The SMART tax plan proposes to "cap" these diversions of property taxes by state government, increasing annual local revenues by $450 million. By adding another $150 million to the state's existing local government financial package and distributing the entire $450 million in accordance with the SMART plan, local governments will receive a much greater share of the property taxes generated within their jurisdictions.

The SMART proposal uses this property tax dividend as an equalizing tool so that local sales tax can be gradually shifted from distribution based on point-of-sale to distribution based on population. During this transition, some of the cities' sales tax receipts are "swapped" with their respective counties so that cities and counties would have a more balanced revenue stream. Cities will have a more predictable revenue flow and a true financial incentive for increasing property values within their jurisdiction. Counties will benefit from the high growth potential of sales taxes. In this manner, the SMART plan can both encourage balanced growth and end the disturbing preoccupation of local governments with retail businesses.

The battle over local sales taxes has become a municipal blood sport.

For the last 20 years, some California cities have been increasingly engaged in war-like competitions to attract businesses that generate retail sales taxes. Since the local portion of the sales tax has been distributed to the city in which the sale occurs, city officials have used their residents' tax dollars to underwrite expensive subsidies to attract giant retail stores and auto dealers. As the regional retail feeding frenzy escalates, businesses pit one locality against another by demanding more and more expensive taxpayer-financed "incentives." This phenomenon is called "retail fiscalization."

The result is that traditional downtown business districts, residential housing, and high-income employment opportunities are sacrificed in exchanged for miles of car lots and "big box" discount warehouses that pay relatively low wages but generate high retail sales taxes. The financial managers of these "car lot" cities justify this distortion by protesting that their city cannot afford the demands of additional residents.

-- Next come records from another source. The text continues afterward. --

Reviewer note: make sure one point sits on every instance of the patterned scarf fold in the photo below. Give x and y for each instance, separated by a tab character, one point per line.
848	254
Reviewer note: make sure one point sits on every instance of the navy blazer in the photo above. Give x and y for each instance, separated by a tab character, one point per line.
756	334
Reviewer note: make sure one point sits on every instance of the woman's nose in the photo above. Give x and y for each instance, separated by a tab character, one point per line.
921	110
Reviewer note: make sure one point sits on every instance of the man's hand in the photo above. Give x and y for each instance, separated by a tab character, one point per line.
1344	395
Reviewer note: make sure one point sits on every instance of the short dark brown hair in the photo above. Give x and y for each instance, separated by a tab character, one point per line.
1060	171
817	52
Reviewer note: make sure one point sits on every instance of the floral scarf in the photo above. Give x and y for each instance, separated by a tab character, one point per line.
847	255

For example, in the 1997-98 tax year, the City of Industry generated approximately $34,000 in sales taxes for each of its 690 residents. A few miles away, Lynwood, with 68,500 residents, earned less than $27 per resident in sales taxes. The combined population of Cerritos and Santa Fe Springs is approximately 16 percent that of Long Beach. Yet by focusing on retail businesses, particularly auto malls, in 1998-99 those two cities generated one and a half times the sales tax income of Long Beach.

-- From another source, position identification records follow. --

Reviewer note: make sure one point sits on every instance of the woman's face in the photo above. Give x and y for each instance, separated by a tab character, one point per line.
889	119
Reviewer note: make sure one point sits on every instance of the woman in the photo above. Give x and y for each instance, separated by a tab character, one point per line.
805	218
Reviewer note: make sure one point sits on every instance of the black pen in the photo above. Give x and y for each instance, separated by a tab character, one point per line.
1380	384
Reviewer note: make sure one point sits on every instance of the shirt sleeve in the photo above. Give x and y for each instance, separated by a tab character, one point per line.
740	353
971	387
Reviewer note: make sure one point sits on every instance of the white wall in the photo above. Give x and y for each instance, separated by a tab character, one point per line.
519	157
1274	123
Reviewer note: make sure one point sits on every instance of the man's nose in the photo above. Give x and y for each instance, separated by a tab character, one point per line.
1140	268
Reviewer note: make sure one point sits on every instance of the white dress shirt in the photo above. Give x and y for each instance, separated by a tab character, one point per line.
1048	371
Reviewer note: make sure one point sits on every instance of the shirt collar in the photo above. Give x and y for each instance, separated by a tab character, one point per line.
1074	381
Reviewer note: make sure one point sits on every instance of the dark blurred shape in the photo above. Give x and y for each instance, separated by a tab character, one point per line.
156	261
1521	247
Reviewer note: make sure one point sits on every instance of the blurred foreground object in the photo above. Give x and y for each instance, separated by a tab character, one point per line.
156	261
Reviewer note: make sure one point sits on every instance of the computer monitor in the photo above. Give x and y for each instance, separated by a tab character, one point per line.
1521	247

These so-called "successful" cities generate disproportionate retail sales taxes by using "corporate welfare" to financially underwrite car dealerships and warehouse discount stores. This enables those businesses to undercut regional competition and lure residents and revenue from neighboring cities. This financing approach by local government more accurately resembles a "fiscal food chain" in which each local government aggressively attempts to seize tax revenues at the expense of its neighbors. The battle over local sales taxes has become a municipal blood sport.

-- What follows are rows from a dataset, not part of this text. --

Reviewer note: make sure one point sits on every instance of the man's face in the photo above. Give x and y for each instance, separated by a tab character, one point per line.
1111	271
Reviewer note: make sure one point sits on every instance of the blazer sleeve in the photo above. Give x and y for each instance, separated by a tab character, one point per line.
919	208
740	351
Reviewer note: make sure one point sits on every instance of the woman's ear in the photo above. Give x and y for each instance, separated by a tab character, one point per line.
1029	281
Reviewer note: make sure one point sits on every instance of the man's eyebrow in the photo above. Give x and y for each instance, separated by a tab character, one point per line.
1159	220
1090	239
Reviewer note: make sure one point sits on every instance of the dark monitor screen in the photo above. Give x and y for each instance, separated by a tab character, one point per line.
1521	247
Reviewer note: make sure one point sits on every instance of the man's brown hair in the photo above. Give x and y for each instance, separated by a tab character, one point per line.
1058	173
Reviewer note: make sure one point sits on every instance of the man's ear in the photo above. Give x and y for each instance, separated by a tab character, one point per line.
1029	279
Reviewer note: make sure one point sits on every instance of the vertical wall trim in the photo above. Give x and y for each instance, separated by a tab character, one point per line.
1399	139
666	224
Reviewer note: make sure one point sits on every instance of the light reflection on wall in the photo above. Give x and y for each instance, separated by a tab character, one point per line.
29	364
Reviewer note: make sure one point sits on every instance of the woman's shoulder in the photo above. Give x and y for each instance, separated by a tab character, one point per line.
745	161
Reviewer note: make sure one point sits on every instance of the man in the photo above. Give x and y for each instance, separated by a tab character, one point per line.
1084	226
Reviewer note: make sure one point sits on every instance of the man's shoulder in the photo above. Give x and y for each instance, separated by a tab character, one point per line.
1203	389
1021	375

By ultimately distributing sales tax revenues according to population, without regard to where the sale occurred, these predatory tactics will end. Cities will be compensated in proportion to the actual demand for government services and be rewarded for encouraging balanced growth. Residential, commercial, industrial and retail development will regain equal footing under the tax system. The pursuit of residential housing and high quality employment opportunities will once again become a positive fiscal investment strategy for California cities.

The SMART report provides the vast majority of California residents with a creative response to a challenging problem, an innovative blueprint for financing and building commercial and residential development within California's local communities.

By ultimately distributing sales tax revenues according to population, without regard to where the sale occurred, these predatory tactics will end.